If true, the allegations are the most damning yet for Armstrong and could provide the watershed moment in this ongoing saga.
Hincapie used his Twitter feed to deny having spoken to 60 Minutes (the CBS Network program that made the claims) but hasn't denied the testimony. He also Tweeted, "As I've said in the past, I continue to be disappointed that people are talking about the past in cycling instead of the future."
The allegations come just days after another former team mate, Tyler Hamilton admitted in an interview with 60 Minutes that he saw Armstrong take EPO . Hamilton has appeared in front of a Grand Jury in the same Food and Drug Administration (FDA) case being lead by Jeff Novitsky.
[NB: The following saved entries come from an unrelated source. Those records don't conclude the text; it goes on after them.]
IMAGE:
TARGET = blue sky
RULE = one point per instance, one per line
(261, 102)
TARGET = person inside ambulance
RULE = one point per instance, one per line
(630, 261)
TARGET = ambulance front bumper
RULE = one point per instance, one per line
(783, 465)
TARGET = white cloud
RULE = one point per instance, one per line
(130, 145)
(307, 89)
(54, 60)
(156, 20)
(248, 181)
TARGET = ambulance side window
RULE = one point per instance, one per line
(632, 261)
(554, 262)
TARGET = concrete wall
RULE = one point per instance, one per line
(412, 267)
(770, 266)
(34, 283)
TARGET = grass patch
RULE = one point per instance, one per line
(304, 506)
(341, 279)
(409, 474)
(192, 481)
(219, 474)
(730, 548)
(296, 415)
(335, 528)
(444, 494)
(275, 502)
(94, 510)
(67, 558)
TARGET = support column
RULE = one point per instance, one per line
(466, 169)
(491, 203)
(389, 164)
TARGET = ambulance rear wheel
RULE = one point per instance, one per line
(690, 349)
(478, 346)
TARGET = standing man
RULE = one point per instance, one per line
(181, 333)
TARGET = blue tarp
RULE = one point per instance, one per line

Armstrong and his Lawyer Mark Fabiani were quick to dismiss Hamilton, saying he is discredited and out to promote a forthcoming book, but they may find it more difficult in light of Hincapie's alleged confessions.
Hincapie was 'like a brother' according to Armstrong, and the BMC rider, who has now seemingly admitted doping during his career, has never been discredited by a positive test or subsequent lies.
Hincapie, a stalwart of the American pro cycling scene for over a decade, is currently riding the Tour of California where he is lying in 16th position.
The pair join an ever growing list of former team mates to admit to widespread doping on the US Postal and Discovery Channel teams run by Armstrong and Johan Bruyneel, but according to the New York Times the charges facing Armstrong could be far more serious.
They list fraud, corruption, drug trafficking and money laundering as possible charges against Armstrong whose defence looks weaker and weaker by the day.
Initially his only tactic was to discredit those who alleged any wrong doing or doping on his part. More recently he and those around him have suggested that the whole investigation is a waste of taxpayers money.
Another former US Postal team mate Jonathan Vaughters, the highly respected team boss of Garmin-Cervelo and head of the AIGCP, confirmed once again on his Twitter feed that he would tell the truth to any investigation, if questioned.
Lance Armstrong has always denied doping and cites the 500 doping tests that all returned negative results during his career. Samples of his urine from the 1999 Tour de Frane tested positive for EPO but the testing was part of a retroactive study done annonymously and with a prerequisite that sanctions would not be implemented.